We don’t know how to talk about teaching in America. But as Liz’s teaching and work were inseparable, let’s just say it’s hard to think of another theater artist who loved young people more, who understood and listened to them better, and who wrote for them so well. Only Liz could make Runaways, a work of “community theater” featuring at-risk youth performing their own stories, and see it become her “big hit” on Broadway. For Liz, there was no contradiction. Take a look at the list of the people who worked with her as students, from Diane Lane to Jason Robert Brown to Shaina Taub; it is a devastating who’s who of theater artists.

That would be enough, but I think another of Liz’s achievements has been underplayed—her understanding of music and lyrics.

She set words as she heard them, creating satisfying musical structures that were never as interested in rhyme or scansion as much as in intention and communication. Her songs would seem hard to learn (especially her notorious quarter-note triplets), but in performance her music was deceptively, amazingly, natural. Almost, if I may be solemn (and Liz was seldom solemn), Liz’s music was as if the achievements of Stravinsky, of Janacek, of the Seegers and the folk movement were being applied to musical theater. Anyone who worked with her, certainly I, could never quite look at songwriting the same way again. Liz is in the DNA of my work.
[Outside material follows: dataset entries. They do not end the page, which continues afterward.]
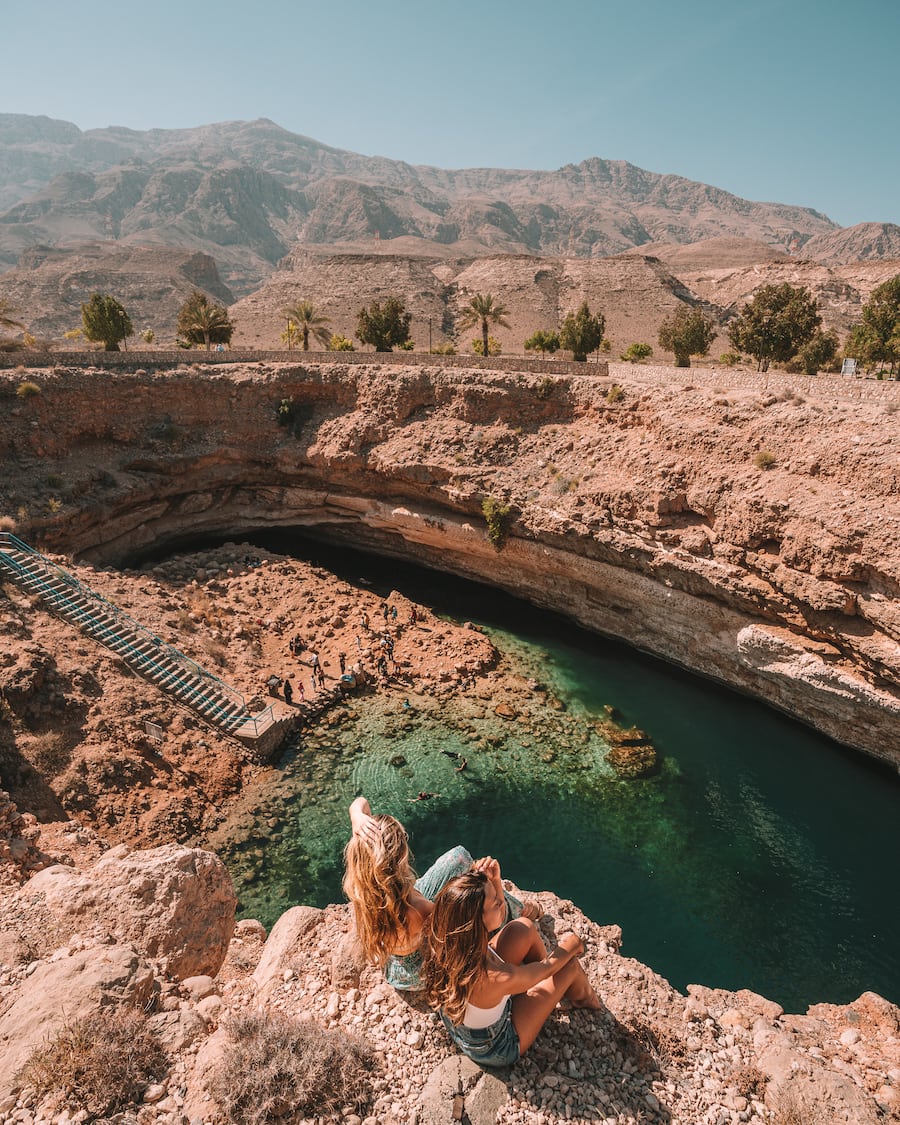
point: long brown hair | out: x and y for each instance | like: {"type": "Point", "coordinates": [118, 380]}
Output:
{"type": "Point", "coordinates": [457, 945]}
{"type": "Point", "coordinates": [378, 878]}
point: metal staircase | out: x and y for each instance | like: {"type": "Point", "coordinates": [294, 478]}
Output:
{"type": "Point", "coordinates": [145, 654]}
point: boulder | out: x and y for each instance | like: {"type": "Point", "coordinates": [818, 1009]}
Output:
{"type": "Point", "coordinates": [291, 928]}
{"type": "Point", "coordinates": [173, 903]}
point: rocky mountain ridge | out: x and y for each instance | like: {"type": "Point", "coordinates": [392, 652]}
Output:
{"type": "Point", "coordinates": [248, 191]}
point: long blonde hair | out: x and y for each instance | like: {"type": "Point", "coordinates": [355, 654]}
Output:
{"type": "Point", "coordinates": [457, 945]}
{"type": "Point", "coordinates": [378, 878]}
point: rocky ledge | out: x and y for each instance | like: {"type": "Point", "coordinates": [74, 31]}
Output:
{"type": "Point", "coordinates": [155, 930]}
{"type": "Point", "coordinates": [746, 530]}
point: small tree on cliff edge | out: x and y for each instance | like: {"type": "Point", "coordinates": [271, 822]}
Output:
{"type": "Point", "coordinates": [775, 324]}
{"type": "Point", "coordinates": [484, 311]}
{"type": "Point", "coordinates": [581, 333]}
{"type": "Point", "coordinates": [385, 326]}
{"type": "Point", "coordinates": [307, 321]}
{"type": "Point", "coordinates": [201, 321]}
{"type": "Point", "coordinates": [687, 332]}
{"type": "Point", "coordinates": [105, 321]}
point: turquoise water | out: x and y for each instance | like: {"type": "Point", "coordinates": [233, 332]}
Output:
{"type": "Point", "coordinates": [761, 856]}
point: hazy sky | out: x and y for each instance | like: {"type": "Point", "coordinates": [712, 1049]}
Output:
{"type": "Point", "coordinates": [782, 100]}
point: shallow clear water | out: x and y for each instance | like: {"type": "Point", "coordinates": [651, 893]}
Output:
{"type": "Point", "coordinates": [762, 855]}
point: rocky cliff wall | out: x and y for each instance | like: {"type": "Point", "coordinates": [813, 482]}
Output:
{"type": "Point", "coordinates": [750, 533]}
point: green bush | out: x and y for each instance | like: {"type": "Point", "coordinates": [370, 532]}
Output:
{"type": "Point", "coordinates": [278, 1068]}
{"type": "Point", "coordinates": [545, 387]}
{"type": "Point", "coordinates": [764, 459]}
{"type": "Point", "coordinates": [340, 343]}
{"type": "Point", "coordinates": [498, 518]}
{"type": "Point", "coordinates": [290, 415]}
{"type": "Point", "coordinates": [637, 352]}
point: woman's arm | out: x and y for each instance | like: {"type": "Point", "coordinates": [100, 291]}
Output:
{"type": "Point", "coordinates": [491, 867]}
{"type": "Point", "coordinates": [361, 820]}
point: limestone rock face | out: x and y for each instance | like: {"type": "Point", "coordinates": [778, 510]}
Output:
{"type": "Point", "coordinates": [173, 903]}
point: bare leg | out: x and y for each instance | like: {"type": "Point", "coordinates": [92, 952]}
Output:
{"type": "Point", "coordinates": [520, 942]}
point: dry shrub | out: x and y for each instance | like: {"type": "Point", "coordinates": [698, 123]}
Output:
{"type": "Point", "coordinates": [101, 1062]}
{"type": "Point", "coordinates": [204, 609]}
{"type": "Point", "coordinates": [749, 1081]}
{"type": "Point", "coordinates": [50, 753]}
{"type": "Point", "coordinates": [217, 653]}
{"type": "Point", "coordinates": [277, 1065]}
{"type": "Point", "coordinates": [651, 1047]}
{"type": "Point", "coordinates": [789, 1109]}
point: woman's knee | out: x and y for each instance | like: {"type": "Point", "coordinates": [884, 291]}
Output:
{"type": "Point", "coordinates": [516, 939]}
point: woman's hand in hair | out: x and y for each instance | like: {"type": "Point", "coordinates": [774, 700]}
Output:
{"type": "Point", "coordinates": [572, 943]}
{"type": "Point", "coordinates": [363, 825]}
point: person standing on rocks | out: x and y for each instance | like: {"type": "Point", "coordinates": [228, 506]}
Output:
{"type": "Point", "coordinates": [494, 995]}
{"type": "Point", "coordinates": [390, 906]}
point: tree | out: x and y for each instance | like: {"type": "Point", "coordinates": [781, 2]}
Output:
{"type": "Point", "coordinates": [818, 351]}
{"type": "Point", "coordinates": [105, 321]}
{"type": "Point", "coordinates": [340, 343]}
{"type": "Point", "coordinates": [7, 320]}
{"type": "Point", "coordinates": [290, 335]}
{"type": "Point", "coordinates": [636, 352]}
{"type": "Point", "coordinates": [687, 332]}
{"type": "Point", "coordinates": [875, 339]}
{"type": "Point", "coordinates": [493, 347]}
{"type": "Point", "coordinates": [582, 333]}
{"type": "Point", "coordinates": [775, 324]}
{"type": "Point", "coordinates": [543, 342]}
{"type": "Point", "coordinates": [308, 322]}
{"type": "Point", "coordinates": [384, 325]}
{"type": "Point", "coordinates": [201, 321]}
{"type": "Point", "coordinates": [483, 311]}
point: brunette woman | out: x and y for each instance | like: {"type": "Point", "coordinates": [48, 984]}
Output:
{"type": "Point", "coordinates": [390, 906]}
{"type": "Point", "coordinates": [495, 995]}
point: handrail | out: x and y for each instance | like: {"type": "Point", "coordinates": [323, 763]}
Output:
{"type": "Point", "coordinates": [205, 700]}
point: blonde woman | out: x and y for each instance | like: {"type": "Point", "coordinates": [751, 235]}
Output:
{"type": "Point", "coordinates": [390, 906]}
{"type": "Point", "coordinates": [495, 995]}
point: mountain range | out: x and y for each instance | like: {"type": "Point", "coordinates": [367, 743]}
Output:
{"type": "Point", "coordinates": [237, 206]}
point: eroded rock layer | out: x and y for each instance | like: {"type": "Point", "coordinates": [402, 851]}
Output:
{"type": "Point", "coordinates": [749, 532]}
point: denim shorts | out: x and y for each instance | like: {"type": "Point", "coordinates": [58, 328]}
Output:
{"type": "Point", "coordinates": [489, 1046]}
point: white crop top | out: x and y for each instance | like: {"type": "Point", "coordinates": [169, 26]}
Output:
{"type": "Point", "coordinates": [477, 1018]}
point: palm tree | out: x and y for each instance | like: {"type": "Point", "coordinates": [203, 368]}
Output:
{"type": "Point", "coordinates": [306, 318]}
{"type": "Point", "coordinates": [201, 320]}
{"type": "Point", "coordinates": [7, 321]}
{"type": "Point", "coordinates": [482, 311]}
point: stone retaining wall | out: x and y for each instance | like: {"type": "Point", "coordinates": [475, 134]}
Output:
{"type": "Point", "coordinates": [182, 358]}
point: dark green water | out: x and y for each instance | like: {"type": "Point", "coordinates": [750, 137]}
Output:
{"type": "Point", "coordinates": [762, 856]}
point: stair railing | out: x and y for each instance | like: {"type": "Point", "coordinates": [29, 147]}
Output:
{"type": "Point", "coordinates": [134, 657]}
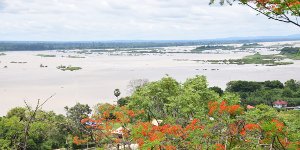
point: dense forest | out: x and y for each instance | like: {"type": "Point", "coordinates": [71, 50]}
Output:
{"type": "Point", "coordinates": [166, 114]}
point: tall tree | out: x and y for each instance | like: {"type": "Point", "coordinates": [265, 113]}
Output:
{"type": "Point", "coordinates": [287, 11]}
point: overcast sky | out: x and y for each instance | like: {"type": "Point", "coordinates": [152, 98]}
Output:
{"type": "Point", "coordinates": [77, 20]}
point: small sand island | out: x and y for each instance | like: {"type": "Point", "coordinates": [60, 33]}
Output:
{"type": "Point", "coordinates": [68, 68]}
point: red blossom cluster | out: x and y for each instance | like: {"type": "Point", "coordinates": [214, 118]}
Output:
{"type": "Point", "coordinates": [164, 134]}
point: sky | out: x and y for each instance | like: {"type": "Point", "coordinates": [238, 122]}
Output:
{"type": "Point", "coordinates": [98, 20]}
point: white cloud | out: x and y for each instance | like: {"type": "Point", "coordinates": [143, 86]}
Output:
{"type": "Point", "coordinates": [130, 20]}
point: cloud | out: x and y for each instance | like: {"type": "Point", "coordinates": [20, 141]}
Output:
{"type": "Point", "coordinates": [131, 20]}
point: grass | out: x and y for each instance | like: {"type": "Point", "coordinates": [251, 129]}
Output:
{"type": "Point", "coordinates": [45, 55]}
{"type": "Point", "coordinates": [68, 68]}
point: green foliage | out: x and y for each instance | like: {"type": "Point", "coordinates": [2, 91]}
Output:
{"type": "Point", "coordinates": [123, 101]}
{"type": "Point", "coordinates": [217, 90]}
{"type": "Point", "coordinates": [168, 97]}
{"type": "Point", "coordinates": [46, 131]}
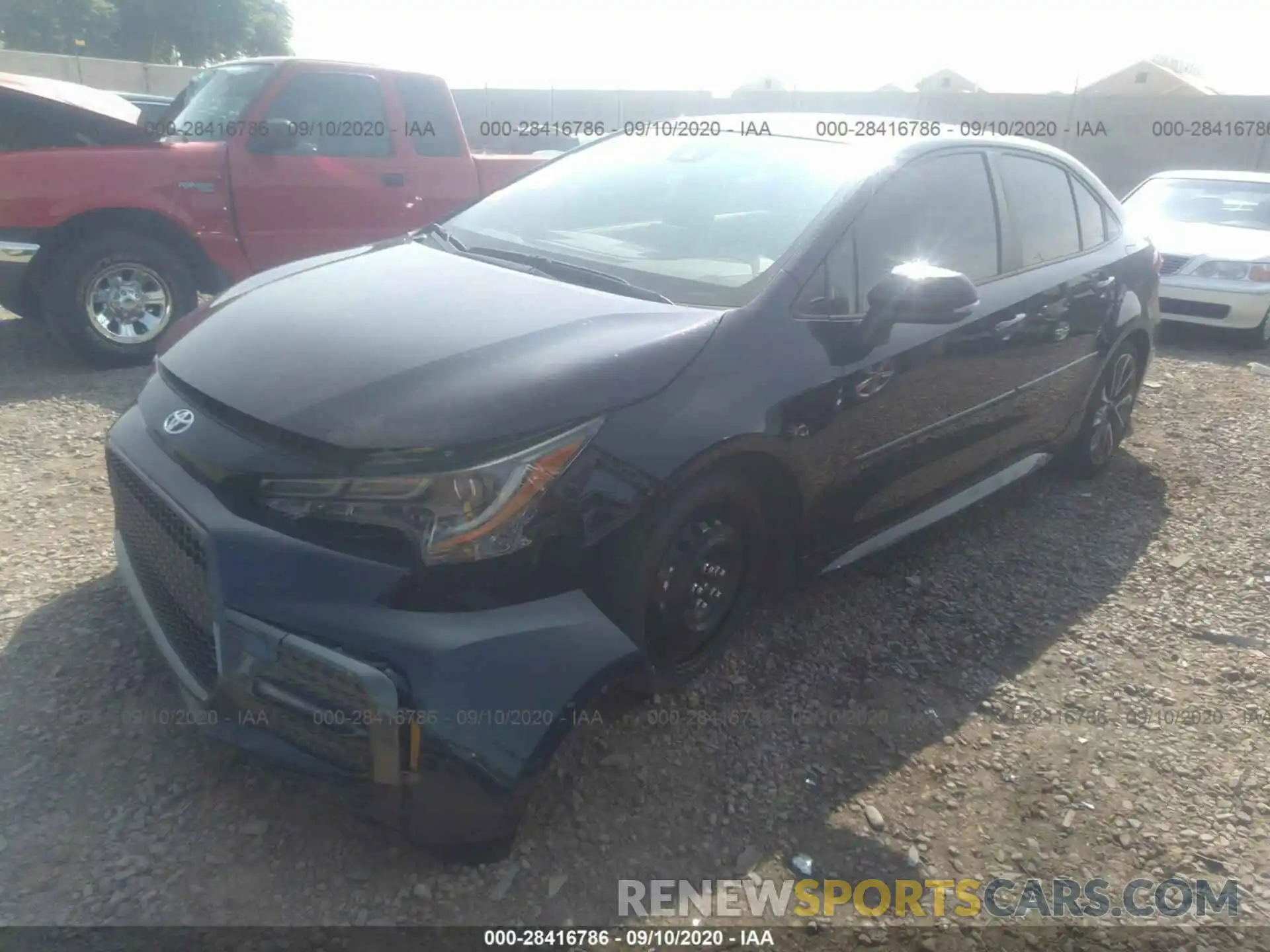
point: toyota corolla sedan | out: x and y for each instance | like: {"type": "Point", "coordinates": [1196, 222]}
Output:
{"type": "Point", "coordinates": [399, 514]}
{"type": "Point", "coordinates": [1213, 230]}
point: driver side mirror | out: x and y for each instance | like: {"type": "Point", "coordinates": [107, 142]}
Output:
{"type": "Point", "coordinates": [273, 136]}
{"type": "Point", "coordinates": [922, 294]}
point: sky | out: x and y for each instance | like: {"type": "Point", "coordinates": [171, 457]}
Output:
{"type": "Point", "coordinates": [1017, 46]}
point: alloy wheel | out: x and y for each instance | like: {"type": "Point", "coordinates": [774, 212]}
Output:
{"type": "Point", "coordinates": [1115, 404]}
{"type": "Point", "coordinates": [128, 303]}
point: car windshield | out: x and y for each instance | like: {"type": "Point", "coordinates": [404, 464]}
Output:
{"type": "Point", "coordinates": [1245, 205]}
{"type": "Point", "coordinates": [215, 99]}
{"type": "Point", "coordinates": [700, 221]}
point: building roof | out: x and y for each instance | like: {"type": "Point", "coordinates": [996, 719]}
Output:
{"type": "Point", "coordinates": [939, 75]}
{"type": "Point", "coordinates": [1148, 66]}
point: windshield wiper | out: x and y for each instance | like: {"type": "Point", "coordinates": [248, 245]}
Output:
{"type": "Point", "coordinates": [564, 270]}
{"type": "Point", "coordinates": [441, 234]}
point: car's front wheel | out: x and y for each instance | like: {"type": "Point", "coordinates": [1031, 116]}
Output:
{"type": "Point", "coordinates": [685, 576]}
{"type": "Point", "coordinates": [1109, 415]}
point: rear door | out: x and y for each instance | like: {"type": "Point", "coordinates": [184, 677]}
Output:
{"type": "Point", "coordinates": [1068, 270]}
{"type": "Point", "coordinates": [343, 183]}
{"type": "Point", "coordinates": [920, 413]}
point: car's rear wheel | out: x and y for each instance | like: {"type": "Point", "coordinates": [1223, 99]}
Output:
{"type": "Point", "coordinates": [686, 575]}
{"type": "Point", "coordinates": [112, 296]}
{"type": "Point", "coordinates": [1109, 415]}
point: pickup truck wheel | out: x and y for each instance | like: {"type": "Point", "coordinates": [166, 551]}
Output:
{"type": "Point", "coordinates": [112, 298]}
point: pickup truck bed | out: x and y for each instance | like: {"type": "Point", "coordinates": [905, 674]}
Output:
{"type": "Point", "coordinates": [110, 226]}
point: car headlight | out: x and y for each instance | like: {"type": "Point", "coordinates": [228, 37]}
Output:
{"type": "Point", "coordinates": [462, 516]}
{"type": "Point", "coordinates": [1235, 270]}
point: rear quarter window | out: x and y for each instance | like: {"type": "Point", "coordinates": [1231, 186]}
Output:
{"type": "Point", "coordinates": [431, 124]}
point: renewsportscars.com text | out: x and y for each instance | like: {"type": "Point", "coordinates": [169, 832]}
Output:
{"type": "Point", "coordinates": [999, 898]}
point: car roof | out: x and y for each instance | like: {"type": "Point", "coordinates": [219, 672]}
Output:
{"type": "Point", "coordinates": [145, 97]}
{"type": "Point", "coordinates": [889, 138]}
{"type": "Point", "coordinates": [342, 63]}
{"type": "Point", "coordinates": [1214, 175]}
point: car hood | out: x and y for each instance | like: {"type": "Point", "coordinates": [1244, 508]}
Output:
{"type": "Point", "coordinates": [1220, 241]}
{"type": "Point", "coordinates": [400, 346]}
{"type": "Point", "coordinates": [84, 100]}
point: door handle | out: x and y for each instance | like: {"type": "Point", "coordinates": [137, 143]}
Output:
{"type": "Point", "coordinates": [1006, 327]}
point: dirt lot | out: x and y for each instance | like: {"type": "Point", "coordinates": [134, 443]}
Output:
{"type": "Point", "coordinates": [1058, 682]}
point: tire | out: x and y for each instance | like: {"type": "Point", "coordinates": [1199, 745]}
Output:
{"type": "Point", "coordinates": [1257, 338]}
{"type": "Point", "coordinates": [136, 277]}
{"type": "Point", "coordinates": [1109, 415]}
{"type": "Point", "coordinates": [706, 545]}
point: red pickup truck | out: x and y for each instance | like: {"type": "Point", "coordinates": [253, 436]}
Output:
{"type": "Point", "coordinates": [110, 227]}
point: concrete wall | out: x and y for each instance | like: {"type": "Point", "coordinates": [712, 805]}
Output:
{"type": "Point", "coordinates": [1122, 154]}
{"type": "Point", "coordinates": [1124, 151]}
{"type": "Point", "coordinates": [118, 75]}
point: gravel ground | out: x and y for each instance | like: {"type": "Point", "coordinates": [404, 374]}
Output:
{"type": "Point", "coordinates": [1068, 680]}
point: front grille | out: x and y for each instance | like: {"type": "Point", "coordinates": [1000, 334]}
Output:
{"type": "Point", "coordinates": [345, 740]}
{"type": "Point", "coordinates": [171, 565]}
{"type": "Point", "coordinates": [1194, 309]}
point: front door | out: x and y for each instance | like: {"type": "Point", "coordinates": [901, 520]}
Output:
{"type": "Point", "coordinates": [1071, 270]}
{"type": "Point", "coordinates": [919, 413]}
{"type": "Point", "coordinates": [341, 184]}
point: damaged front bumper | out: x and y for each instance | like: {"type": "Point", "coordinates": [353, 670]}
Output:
{"type": "Point", "coordinates": [443, 720]}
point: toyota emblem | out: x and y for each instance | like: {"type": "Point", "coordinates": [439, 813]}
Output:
{"type": "Point", "coordinates": [178, 422]}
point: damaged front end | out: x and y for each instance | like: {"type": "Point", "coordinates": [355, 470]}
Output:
{"type": "Point", "coordinates": [333, 653]}
{"type": "Point", "coordinates": [44, 113]}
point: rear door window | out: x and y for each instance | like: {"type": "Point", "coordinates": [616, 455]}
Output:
{"type": "Point", "coordinates": [1043, 208]}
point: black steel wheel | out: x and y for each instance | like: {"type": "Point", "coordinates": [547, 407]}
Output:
{"type": "Point", "coordinates": [685, 576]}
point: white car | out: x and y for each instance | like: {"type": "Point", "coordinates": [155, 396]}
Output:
{"type": "Point", "coordinates": [1213, 233]}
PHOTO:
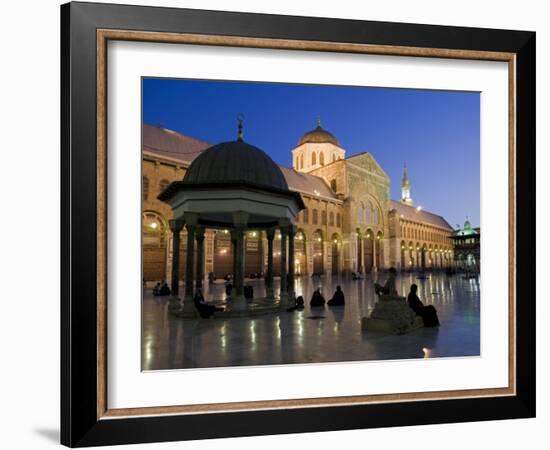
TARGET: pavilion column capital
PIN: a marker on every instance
(176, 225)
(199, 232)
(240, 219)
(270, 234)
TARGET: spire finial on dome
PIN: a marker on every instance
(240, 119)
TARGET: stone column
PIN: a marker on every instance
(291, 263)
(374, 267)
(240, 220)
(199, 235)
(360, 259)
(284, 285)
(188, 306)
(270, 233)
(176, 225)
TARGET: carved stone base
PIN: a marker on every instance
(392, 314)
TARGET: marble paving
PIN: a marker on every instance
(326, 334)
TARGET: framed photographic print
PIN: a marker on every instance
(273, 224)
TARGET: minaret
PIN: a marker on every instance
(406, 188)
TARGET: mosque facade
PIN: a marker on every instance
(349, 223)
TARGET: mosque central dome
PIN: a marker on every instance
(235, 162)
(318, 136)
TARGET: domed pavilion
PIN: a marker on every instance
(232, 186)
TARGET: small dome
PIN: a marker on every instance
(318, 135)
(235, 162)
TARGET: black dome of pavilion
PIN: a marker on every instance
(235, 162)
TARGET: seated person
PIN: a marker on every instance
(164, 289)
(389, 286)
(205, 310)
(248, 292)
(228, 289)
(317, 298)
(299, 304)
(156, 289)
(428, 313)
(338, 298)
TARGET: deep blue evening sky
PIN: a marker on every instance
(436, 133)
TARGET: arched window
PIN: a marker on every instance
(163, 185)
(145, 188)
(368, 213)
(376, 217)
(153, 230)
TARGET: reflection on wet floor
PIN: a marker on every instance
(326, 334)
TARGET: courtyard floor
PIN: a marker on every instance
(326, 334)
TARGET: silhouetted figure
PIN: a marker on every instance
(389, 286)
(338, 298)
(317, 298)
(248, 292)
(164, 289)
(298, 305)
(428, 313)
(205, 310)
(211, 277)
(156, 289)
(228, 289)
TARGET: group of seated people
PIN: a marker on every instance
(161, 289)
(427, 312)
(205, 310)
(337, 299)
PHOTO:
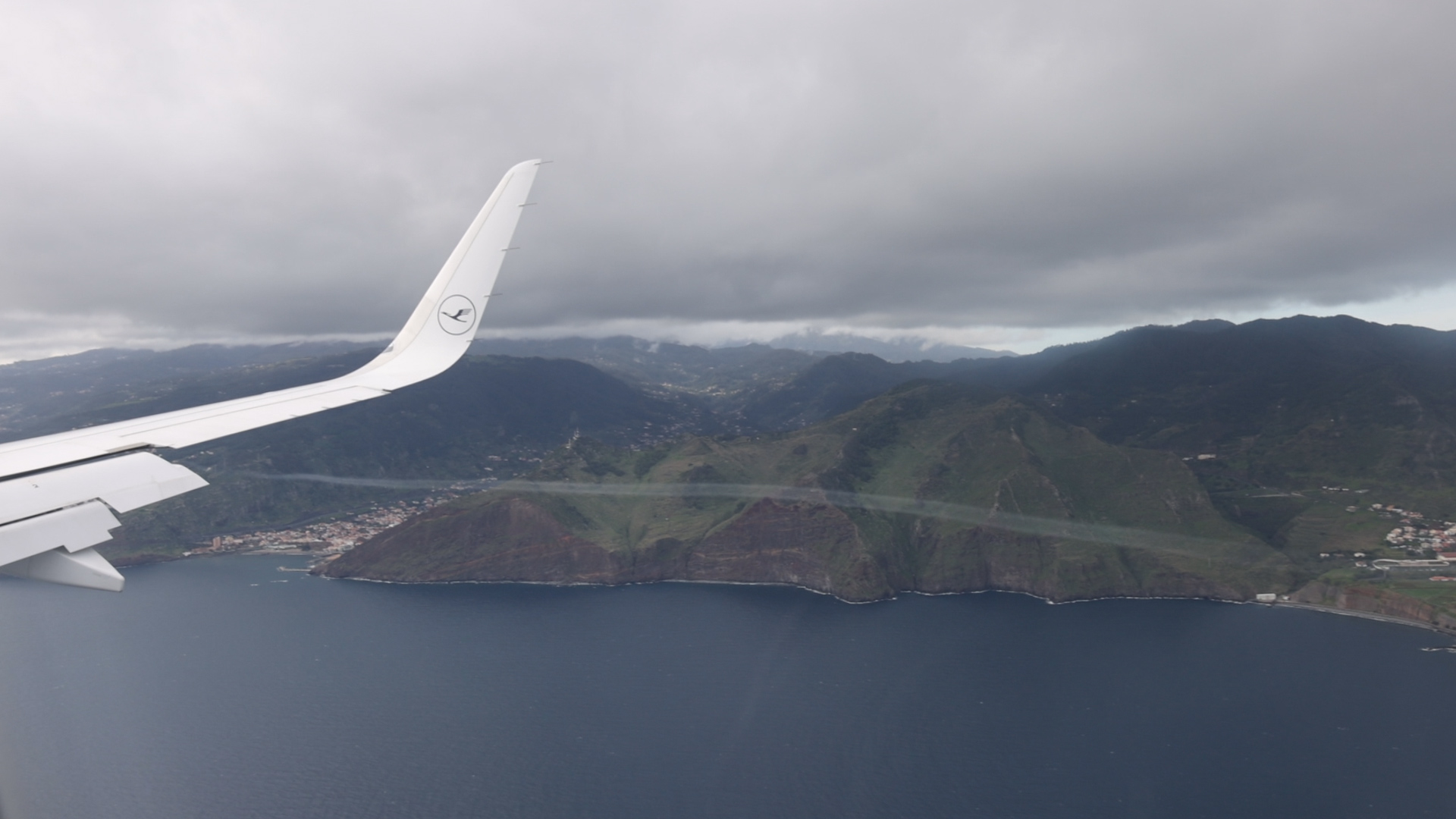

I wish I could say that in her lifetime Liz really got her proper due from the theater community, from the New York Times, from the institutions she defined, from me. She did not. But she continued to make work with a huge sense of mission, of purpose, of commitment; setting another example of how to make art that made nonsense of the culture market.

At some point Liz sensed that I was itching to make my own work. We were in the loft she shared with her wife Roz and the dogs, and she mentioned that maybe we should take some time off from each other. And that was it. She set me free yet again, which is a gift I will never ever be able to repay.